The economy dominated the news conference, however, and it was the president’s third major initiative this week on the subject. Monday, he proposed a boost in infrastructure spending, and on Wednesday, he urged a series of new business tax breaks.
Friday he named Austan Goolsbee to replace the departing Christina Romer as the chairman of the Council of Economic Advisers.
In selecting Goolsbee, Obama chose internal continuity over outside expertise. He was reported to have been searching for a prominent female macroeconomist to replace Romer, but settled on a man who’d been a close campaign adviser.
Goolsbee was a University of Chicago economist with strong free-market leanings. Former administration officials describe him as often at odds with former Treasury Secretary Lawrence Summers, who heads Obama’s National Economic Council.
Goolsbee was briefly a campaign liability when a Canadian newspaper reported that he’d privately told officials from that country that Obama’s tough talk on renegotiating the North American Free Trade Agreement was just bluster and wouldn’t happen. It hasn’t happened.
At 41, Goolsbee will be one of the youngest people ever to lead the White House Council of Economic Advisers. The lanky economist is well liked within the White House inner circle, enjoys a close relationship with Obama and is known as a wannabe comedian.
Obama tried Friday to show that he understands the nation’s economic pain.
“People who have lost their jobs around the country and can’t find one, moms who are sending out resumes and not getting calls back, worried about losing homes, not being able to pay bills, you know, they’re not feeling good right now,” the president said, “and I understand that.”
His mission in the next few weeks, he said, is to remind people that Democrats have tried hard and succeeded, while Republican proposals are the ones “that got us into this mess.” Obama plans rallies over the next few weeks in Wisconsin, Ohio, Nevada and Pennsylvania.
House Republican leader John Boehner of Ohio on Wednesday proposed freezing all tax rates for the next two years and cutting most government spending back to fiscal 2008 levels. Tax cuts enacted during the Bush administration expire at the end of this year, and the president wants to extend only those that affect individuals who earn less than $200,000 a year and joint filers who make less than $250,000.

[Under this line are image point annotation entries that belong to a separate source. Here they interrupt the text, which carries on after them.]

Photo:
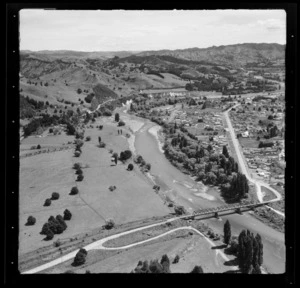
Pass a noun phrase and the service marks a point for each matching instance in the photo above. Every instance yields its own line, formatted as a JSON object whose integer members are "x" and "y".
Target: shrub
{"x": 121, "y": 123}
{"x": 109, "y": 224}
{"x": 176, "y": 259}
{"x": 47, "y": 202}
{"x": 80, "y": 177}
{"x": 112, "y": 188}
{"x": 148, "y": 166}
{"x": 130, "y": 167}
{"x": 125, "y": 155}
{"x": 74, "y": 191}
{"x": 30, "y": 221}
{"x": 57, "y": 243}
{"x": 61, "y": 221}
{"x": 55, "y": 196}
{"x": 179, "y": 210}
{"x": 67, "y": 215}
{"x": 80, "y": 257}
{"x": 76, "y": 166}
{"x": 156, "y": 187}
{"x": 77, "y": 153}
{"x": 197, "y": 269}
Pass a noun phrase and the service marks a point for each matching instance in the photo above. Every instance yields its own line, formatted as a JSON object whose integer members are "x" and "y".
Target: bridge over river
{"x": 237, "y": 208}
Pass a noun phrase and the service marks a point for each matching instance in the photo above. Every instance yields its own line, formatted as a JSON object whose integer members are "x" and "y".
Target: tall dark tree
{"x": 197, "y": 269}
{"x": 225, "y": 151}
{"x": 227, "y": 232}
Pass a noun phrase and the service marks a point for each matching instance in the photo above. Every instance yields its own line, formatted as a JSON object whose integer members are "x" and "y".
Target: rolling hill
{"x": 236, "y": 55}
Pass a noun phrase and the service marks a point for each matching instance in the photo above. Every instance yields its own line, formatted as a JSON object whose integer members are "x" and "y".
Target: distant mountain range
{"x": 80, "y": 54}
{"x": 236, "y": 55}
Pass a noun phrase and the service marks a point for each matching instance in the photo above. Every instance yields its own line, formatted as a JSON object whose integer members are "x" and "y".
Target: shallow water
{"x": 179, "y": 185}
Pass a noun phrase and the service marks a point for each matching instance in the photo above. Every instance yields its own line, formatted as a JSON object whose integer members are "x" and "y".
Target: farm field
{"x": 192, "y": 249}
{"x": 43, "y": 174}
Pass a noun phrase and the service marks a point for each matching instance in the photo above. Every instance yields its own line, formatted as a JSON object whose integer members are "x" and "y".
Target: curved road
{"x": 243, "y": 168}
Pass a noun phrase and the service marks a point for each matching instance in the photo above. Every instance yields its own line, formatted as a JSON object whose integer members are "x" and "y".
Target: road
{"x": 243, "y": 167}
{"x": 99, "y": 245}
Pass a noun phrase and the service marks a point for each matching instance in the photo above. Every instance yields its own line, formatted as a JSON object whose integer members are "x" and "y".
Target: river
{"x": 184, "y": 190}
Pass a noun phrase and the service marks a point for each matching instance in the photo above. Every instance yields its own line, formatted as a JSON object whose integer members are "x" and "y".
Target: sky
{"x": 120, "y": 30}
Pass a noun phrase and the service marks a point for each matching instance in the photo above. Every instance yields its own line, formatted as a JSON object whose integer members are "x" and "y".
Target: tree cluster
{"x": 53, "y": 226}
{"x": 250, "y": 252}
{"x": 155, "y": 266}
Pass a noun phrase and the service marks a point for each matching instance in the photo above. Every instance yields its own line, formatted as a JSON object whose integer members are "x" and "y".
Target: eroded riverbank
{"x": 178, "y": 187}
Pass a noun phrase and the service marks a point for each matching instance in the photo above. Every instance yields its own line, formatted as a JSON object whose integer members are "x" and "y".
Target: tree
{"x": 77, "y": 153}
{"x": 61, "y": 221}
{"x": 76, "y": 166}
{"x": 227, "y": 232}
{"x": 176, "y": 259}
{"x": 47, "y": 202}
{"x": 74, "y": 191}
{"x": 30, "y": 221}
{"x": 110, "y": 223}
{"x": 197, "y": 269}
{"x": 67, "y": 215}
{"x": 179, "y": 210}
{"x": 225, "y": 151}
{"x": 125, "y": 155}
{"x": 55, "y": 196}
{"x": 79, "y": 171}
{"x": 80, "y": 257}
{"x": 80, "y": 177}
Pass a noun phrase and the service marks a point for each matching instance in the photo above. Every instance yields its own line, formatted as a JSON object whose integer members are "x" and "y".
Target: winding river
{"x": 184, "y": 190}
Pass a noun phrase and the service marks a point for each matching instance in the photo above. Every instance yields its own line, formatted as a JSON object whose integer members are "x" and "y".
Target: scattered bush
{"x": 125, "y": 155}
{"x": 76, "y": 166}
{"x": 156, "y": 187}
{"x": 47, "y": 202}
{"x": 80, "y": 257}
{"x": 176, "y": 259}
{"x": 74, "y": 191}
{"x": 80, "y": 177}
{"x": 67, "y": 215}
{"x": 121, "y": 123}
{"x": 55, "y": 196}
{"x": 30, "y": 221}
{"x": 79, "y": 171}
{"x": 77, "y": 153}
{"x": 112, "y": 188}
{"x": 57, "y": 243}
{"x": 109, "y": 224}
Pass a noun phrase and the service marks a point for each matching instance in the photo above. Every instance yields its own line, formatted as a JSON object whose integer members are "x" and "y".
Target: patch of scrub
{"x": 154, "y": 131}
{"x": 206, "y": 196}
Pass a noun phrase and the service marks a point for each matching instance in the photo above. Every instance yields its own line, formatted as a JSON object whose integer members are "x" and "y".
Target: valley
{"x": 68, "y": 110}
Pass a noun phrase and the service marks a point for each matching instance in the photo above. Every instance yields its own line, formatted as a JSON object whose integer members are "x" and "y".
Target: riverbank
{"x": 171, "y": 180}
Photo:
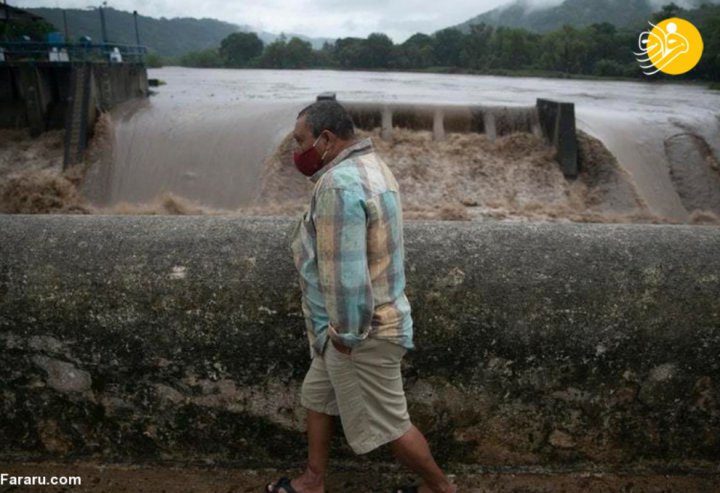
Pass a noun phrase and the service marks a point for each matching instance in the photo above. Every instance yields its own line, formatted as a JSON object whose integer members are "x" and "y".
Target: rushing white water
{"x": 206, "y": 134}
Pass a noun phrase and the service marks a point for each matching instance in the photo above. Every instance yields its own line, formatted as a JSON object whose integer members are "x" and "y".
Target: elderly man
{"x": 348, "y": 249}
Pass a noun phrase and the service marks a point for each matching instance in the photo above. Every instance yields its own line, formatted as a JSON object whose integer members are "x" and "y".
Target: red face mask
{"x": 310, "y": 161}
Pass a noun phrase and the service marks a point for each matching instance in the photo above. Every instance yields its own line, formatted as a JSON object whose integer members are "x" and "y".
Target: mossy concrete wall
{"x": 149, "y": 338}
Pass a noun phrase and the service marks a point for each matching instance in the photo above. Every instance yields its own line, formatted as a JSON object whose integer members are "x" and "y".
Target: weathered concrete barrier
{"x": 549, "y": 119}
{"x": 127, "y": 338}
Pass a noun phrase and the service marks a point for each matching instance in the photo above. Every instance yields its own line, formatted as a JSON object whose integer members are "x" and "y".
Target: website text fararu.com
{"x": 10, "y": 480}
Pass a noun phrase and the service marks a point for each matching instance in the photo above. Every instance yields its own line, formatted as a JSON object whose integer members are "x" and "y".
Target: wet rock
{"x": 663, "y": 385}
{"x": 63, "y": 376}
{"x": 560, "y": 439}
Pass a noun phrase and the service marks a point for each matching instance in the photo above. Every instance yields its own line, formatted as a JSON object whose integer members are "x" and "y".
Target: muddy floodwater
{"x": 215, "y": 141}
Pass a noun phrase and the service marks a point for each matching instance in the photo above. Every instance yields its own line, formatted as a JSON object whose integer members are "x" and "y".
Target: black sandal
{"x": 283, "y": 483}
{"x": 406, "y": 489}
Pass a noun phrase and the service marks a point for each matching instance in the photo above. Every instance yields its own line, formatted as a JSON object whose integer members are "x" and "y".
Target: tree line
{"x": 596, "y": 50}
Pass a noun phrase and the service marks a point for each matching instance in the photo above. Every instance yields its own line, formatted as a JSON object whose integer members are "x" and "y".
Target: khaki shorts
{"x": 364, "y": 388}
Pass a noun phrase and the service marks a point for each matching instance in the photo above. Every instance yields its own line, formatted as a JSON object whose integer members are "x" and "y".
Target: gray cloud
{"x": 320, "y": 18}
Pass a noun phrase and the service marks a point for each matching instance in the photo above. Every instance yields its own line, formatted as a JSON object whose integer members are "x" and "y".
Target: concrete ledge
{"x": 154, "y": 338}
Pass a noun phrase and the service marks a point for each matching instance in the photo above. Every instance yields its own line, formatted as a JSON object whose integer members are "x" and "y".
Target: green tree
{"x": 512, "y": 48}
{"x": 448, "y": 45}
{"x": 416, "y": 52}
{"x": 565, "y": 50}
{"x": 666, "y": 12}
{"x": 351, "y": 53}
{"x": 238, "y": 49}
{"x": 298, "y": 54}
{"x": 379, "y": 50}
{"x": 476, "y": 47}
{"x": 202, "y": 59}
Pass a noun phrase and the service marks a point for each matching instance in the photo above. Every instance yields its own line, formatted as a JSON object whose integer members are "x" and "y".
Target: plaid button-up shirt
{"x": 348, "y": 249}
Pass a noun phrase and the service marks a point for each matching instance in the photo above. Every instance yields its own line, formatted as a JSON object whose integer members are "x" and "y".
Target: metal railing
{"x": 76, "y": 52}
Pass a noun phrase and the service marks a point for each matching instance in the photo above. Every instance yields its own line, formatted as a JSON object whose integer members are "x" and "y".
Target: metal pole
{"x": 137, "y": 32}
{"x": 67, "y": 33}
{"x": 102, "y": 24}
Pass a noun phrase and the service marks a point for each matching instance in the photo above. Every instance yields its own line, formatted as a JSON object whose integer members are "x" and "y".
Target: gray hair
{"x": 328, "y": 115}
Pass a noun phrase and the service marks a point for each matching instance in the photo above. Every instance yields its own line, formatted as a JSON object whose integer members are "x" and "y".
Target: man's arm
{"x": 341, "y": 228}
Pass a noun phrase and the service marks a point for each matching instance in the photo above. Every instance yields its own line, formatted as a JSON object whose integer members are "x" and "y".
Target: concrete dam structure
{"x": 181, "y": 338}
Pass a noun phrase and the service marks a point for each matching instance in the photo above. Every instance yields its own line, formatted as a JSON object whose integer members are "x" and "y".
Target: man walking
{"x": 348, "y": 249}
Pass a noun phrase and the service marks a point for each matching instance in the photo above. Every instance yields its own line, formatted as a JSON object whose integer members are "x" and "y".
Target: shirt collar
{"x": 364, "y": 145}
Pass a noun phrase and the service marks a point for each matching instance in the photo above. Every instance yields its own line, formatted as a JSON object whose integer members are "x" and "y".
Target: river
{"x": 206, "y": 134}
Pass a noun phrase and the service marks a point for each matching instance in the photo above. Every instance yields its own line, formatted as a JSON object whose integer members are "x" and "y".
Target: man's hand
{"x": 340, "y": 347}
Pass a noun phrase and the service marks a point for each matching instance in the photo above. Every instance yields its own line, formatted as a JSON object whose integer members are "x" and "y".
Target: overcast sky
{"x": 399, "y": 19}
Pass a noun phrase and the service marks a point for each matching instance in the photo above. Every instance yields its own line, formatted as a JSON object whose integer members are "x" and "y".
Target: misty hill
{"x": 167, "y": 37}
{"x": 531, "y": 15}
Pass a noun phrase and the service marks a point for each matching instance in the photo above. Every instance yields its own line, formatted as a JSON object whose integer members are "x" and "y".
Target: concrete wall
{"x": 43, "y": 87}
{"x": 126, "y": 338}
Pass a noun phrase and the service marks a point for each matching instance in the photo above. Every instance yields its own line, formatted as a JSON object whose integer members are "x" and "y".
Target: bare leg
{"x": 319, "y": 432}
{"x": 412, "y": 450}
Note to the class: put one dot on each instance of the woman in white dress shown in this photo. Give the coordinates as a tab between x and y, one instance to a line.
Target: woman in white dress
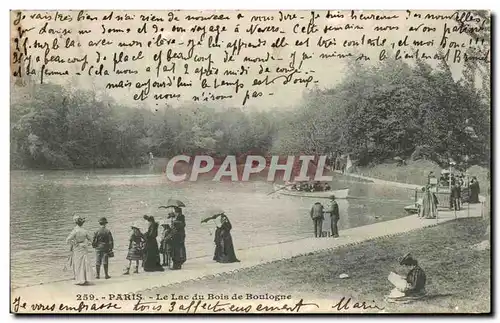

Obama called the GOP plan “holding middle-class tax relief hostage” so that millionaires can prosper.
“If you want the same kind of skewed policies that led us to this crisis, then the Republicans are ready to offer that,” the president said.
Why not, he said, extend the middle-class tax cuts, since virtually everyone agrees that’s worthwhile?
“My position is let’s get done what we all agree on,” he said.
Even some Democrats are wary of not extending the top rates, however. Now 33 and 35 percent, they’d return to pre-Bush levels of 36 and 39.6 percent next year if Congress fails to act.
Obama wouldn’t discuss possible compromise, saying, “Certainly there’s going to be room for discussion.”
The president spent much of the news conference trying to draw other distinctions between the parties. He urged passage of legislation that would provide billions of dollars for a small business loan fund, as well as some tax breaks.
The bill has been stalled in the Senate for weeks, and is expected to be the first major order of business when lawmakers return to Washington on Monday after a nearly monthlong recess. The measure is expected to pass with some Republican support.